Juna membuka tutup botol dan menyiramkan seluruh isinya—air garam yang telah didoakan—ke atas boneka tanah liat itu.
SSSSHHHHHHHHH...
Reaksinya terjadi seketika. Boneka itu berasap hebat, mengeluarkan suara seperti besi panas yang dicelupkan ke dalam air. Tanah liat itu melepuh dan hancur, larut menjadi lumpur hitam yang berbau busuk.
"TIDAAAAAAKKKKKKKK!!!"
Jeritan itu bukan berasal dari Ki Jagaraga, melainkan dari bayangan Ki Anom yang kini ikut larut menjadi asap hitam dan lenyap.
Ki Jagaraga terlempar ke belakang seolah ditinju oleh kekuatan tak terlihat. Aura hitam di sekelilingnya pecah berkeping-keping seperti kaca. Ia terbatuk hebat, mengeluarkan darah segar dari mulutnya. Kekuatannya telah diputus secara paksa. Ia kini hanyalah seorang pria tua dengan tatapan penuh kebencian.
Pesanggrahan itu mulai bergetar. Terdengar suara retakan dari dinding dan langit-langit. Energi gelap yang selama ini menopang bangunan tua itu telah lenyap.
Bowo segera menarik Juna yang masih syok. "Kita harus pergi dari sini, sekarang!"
Mereka berlari menuju pintu yang sudah mereka jebol. Ustadz Badrul menatap Ki Jagaraga yang tergeletak tak berdaya untuk terakhir kalinya.
Ustadz Badrul:
"Urusanmu sekarang bukan lagi dengan kami, tapi dengan Yang di Atas."

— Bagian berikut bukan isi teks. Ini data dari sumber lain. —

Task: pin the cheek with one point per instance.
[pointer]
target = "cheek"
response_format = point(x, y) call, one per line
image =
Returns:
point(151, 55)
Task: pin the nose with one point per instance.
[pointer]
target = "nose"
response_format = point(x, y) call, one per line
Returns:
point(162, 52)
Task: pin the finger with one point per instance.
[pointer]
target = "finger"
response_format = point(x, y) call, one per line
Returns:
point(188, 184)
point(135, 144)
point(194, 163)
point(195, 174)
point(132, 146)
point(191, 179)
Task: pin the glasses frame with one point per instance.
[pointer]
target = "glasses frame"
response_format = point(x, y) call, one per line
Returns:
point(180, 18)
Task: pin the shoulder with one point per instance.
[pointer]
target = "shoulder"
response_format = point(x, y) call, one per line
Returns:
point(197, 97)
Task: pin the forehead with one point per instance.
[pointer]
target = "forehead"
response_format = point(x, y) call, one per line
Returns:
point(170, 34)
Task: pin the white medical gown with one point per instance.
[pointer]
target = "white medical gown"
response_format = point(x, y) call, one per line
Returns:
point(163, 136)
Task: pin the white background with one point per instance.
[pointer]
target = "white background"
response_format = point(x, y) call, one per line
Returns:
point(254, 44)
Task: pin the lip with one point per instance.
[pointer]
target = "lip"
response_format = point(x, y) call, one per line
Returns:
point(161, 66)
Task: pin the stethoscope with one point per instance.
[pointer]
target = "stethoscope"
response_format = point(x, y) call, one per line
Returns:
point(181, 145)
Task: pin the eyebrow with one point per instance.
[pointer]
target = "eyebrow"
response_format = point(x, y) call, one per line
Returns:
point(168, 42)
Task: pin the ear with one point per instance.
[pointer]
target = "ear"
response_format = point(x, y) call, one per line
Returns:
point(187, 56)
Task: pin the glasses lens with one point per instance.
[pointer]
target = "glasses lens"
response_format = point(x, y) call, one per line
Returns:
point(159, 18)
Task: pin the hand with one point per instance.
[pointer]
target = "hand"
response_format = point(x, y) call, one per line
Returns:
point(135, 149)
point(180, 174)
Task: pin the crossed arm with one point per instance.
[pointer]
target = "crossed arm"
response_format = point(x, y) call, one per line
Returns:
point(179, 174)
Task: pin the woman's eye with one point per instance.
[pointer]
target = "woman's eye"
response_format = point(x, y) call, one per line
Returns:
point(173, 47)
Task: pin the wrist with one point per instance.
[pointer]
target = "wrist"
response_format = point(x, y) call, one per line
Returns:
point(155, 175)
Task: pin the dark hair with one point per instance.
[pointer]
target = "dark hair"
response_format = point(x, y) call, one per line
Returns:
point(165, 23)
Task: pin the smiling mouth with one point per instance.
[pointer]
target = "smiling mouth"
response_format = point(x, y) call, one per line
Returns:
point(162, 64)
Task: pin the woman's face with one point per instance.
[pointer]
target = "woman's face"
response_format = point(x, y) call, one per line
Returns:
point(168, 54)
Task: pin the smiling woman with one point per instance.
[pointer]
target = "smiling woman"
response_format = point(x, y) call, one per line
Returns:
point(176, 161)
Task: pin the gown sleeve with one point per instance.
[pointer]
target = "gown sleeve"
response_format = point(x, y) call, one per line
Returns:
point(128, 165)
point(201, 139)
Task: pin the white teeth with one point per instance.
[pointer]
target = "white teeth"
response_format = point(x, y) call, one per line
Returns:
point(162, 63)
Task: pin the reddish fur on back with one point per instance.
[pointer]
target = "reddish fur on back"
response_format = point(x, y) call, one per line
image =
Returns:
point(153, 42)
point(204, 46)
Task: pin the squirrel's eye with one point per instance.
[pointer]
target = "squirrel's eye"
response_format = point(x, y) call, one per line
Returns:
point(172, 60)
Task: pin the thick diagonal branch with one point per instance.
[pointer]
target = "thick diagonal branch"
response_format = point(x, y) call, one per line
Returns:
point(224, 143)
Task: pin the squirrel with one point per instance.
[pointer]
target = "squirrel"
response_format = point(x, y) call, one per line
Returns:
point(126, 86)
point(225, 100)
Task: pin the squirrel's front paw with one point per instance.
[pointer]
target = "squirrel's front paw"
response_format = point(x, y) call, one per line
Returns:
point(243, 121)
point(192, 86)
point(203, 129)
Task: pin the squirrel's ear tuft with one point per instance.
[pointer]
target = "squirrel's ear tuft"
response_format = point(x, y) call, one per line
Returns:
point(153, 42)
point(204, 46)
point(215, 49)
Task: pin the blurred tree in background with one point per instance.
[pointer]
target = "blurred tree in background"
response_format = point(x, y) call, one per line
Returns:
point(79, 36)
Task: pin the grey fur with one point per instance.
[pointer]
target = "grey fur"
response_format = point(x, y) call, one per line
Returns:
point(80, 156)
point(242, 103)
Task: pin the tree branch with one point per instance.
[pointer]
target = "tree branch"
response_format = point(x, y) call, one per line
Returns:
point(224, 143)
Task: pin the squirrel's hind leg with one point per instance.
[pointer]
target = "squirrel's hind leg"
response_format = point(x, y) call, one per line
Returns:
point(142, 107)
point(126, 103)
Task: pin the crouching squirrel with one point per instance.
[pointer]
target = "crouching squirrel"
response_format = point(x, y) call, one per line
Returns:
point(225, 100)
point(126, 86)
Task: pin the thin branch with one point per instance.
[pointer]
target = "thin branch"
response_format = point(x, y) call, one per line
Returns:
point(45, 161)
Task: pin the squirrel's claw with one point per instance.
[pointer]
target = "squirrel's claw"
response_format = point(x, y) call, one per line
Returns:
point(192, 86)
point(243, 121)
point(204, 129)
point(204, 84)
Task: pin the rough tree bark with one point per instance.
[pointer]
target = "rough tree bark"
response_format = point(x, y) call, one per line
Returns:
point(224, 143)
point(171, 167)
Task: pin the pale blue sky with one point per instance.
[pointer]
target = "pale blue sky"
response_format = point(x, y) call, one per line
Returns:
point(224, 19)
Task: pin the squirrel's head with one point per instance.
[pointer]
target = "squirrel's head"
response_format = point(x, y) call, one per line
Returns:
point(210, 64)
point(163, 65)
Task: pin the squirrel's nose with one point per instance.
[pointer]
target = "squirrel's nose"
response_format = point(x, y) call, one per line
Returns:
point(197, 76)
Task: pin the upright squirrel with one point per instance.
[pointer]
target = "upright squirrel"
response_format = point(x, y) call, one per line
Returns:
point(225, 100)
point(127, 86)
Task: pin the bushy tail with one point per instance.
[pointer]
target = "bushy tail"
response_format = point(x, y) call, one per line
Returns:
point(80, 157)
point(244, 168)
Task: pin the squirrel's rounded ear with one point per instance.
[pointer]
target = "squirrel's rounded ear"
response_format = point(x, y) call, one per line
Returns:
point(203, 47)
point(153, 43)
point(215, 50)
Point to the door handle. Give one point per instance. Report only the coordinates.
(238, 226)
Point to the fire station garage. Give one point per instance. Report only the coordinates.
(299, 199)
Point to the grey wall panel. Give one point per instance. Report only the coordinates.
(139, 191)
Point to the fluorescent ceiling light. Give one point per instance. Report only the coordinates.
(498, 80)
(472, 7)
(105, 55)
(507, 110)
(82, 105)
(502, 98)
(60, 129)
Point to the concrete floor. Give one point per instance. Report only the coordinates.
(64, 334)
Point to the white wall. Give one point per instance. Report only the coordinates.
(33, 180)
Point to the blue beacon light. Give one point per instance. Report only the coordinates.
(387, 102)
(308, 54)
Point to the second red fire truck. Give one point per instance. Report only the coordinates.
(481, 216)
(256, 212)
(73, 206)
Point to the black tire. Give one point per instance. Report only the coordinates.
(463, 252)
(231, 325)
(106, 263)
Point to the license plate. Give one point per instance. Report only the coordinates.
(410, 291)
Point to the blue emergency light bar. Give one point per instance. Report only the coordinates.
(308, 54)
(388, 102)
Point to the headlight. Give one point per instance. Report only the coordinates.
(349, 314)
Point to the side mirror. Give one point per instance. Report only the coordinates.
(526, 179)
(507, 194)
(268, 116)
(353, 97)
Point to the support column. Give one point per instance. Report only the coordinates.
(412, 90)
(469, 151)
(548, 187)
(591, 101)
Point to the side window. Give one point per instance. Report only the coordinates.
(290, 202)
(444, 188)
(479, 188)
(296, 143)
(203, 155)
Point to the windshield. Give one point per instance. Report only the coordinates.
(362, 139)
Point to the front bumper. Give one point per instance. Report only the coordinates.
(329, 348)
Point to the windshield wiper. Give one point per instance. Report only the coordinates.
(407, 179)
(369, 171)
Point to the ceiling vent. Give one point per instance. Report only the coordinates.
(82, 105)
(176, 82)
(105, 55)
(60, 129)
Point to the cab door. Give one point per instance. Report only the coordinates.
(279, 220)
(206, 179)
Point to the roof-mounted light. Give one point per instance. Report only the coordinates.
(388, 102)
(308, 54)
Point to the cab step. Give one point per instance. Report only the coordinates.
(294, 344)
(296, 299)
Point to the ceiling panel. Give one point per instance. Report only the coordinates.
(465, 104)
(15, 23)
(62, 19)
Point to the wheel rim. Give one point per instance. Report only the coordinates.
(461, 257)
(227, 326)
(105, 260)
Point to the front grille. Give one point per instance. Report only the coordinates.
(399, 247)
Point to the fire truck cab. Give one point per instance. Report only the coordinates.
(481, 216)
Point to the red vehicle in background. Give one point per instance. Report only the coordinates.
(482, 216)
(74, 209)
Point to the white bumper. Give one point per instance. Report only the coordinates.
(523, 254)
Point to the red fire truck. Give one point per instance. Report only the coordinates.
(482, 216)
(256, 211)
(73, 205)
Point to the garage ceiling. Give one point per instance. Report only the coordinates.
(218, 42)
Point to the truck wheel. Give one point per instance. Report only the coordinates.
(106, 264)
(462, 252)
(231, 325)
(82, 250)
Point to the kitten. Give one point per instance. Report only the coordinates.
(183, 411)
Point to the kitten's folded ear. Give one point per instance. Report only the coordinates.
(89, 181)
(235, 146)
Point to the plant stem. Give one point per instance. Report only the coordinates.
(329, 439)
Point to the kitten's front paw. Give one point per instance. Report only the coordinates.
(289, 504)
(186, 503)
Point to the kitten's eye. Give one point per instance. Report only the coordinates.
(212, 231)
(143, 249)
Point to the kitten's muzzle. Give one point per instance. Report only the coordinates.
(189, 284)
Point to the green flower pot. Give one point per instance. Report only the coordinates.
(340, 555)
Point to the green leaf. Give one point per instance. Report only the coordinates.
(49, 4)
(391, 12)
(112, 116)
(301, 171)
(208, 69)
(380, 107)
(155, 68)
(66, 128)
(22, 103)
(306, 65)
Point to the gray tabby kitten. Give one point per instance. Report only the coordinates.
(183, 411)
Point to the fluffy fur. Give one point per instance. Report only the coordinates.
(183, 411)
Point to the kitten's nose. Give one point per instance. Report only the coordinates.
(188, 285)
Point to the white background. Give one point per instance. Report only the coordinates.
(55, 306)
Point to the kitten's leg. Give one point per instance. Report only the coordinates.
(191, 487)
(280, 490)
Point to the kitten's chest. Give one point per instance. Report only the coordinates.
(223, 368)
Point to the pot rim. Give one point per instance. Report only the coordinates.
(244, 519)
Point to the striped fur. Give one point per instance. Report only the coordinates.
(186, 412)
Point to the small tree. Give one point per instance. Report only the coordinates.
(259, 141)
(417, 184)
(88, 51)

Mereka bertiga keluar dari pesanggrahan itu tepat saat sebagian atapnya mulai runtuh. Mereka tidak berhenti berlari hingga keluar dari batas Hutan Larangan.
Saat mereka akhirnya berhenti dan menoleh ke belakang, mereka disambut oleh pemandangan yang melegakan. Sinar matahari pagi kini menembus kanopi hutan yang tadinya gelap. Suara burung-burung mulai terdengar lagi.
Mereka kelelahan, penuh luka lecet dan memar, namun mereka berhasil.
Mereka menatap satu sama lain, tersenyum tipis di antara napas yang terengah-engah. Perang gaib ini telah mereka menangkan. Kepala ularnya telah mereka penggal.
Kini, yang tersisa hanyalah berurusan dengan orang yang telah menyewanya.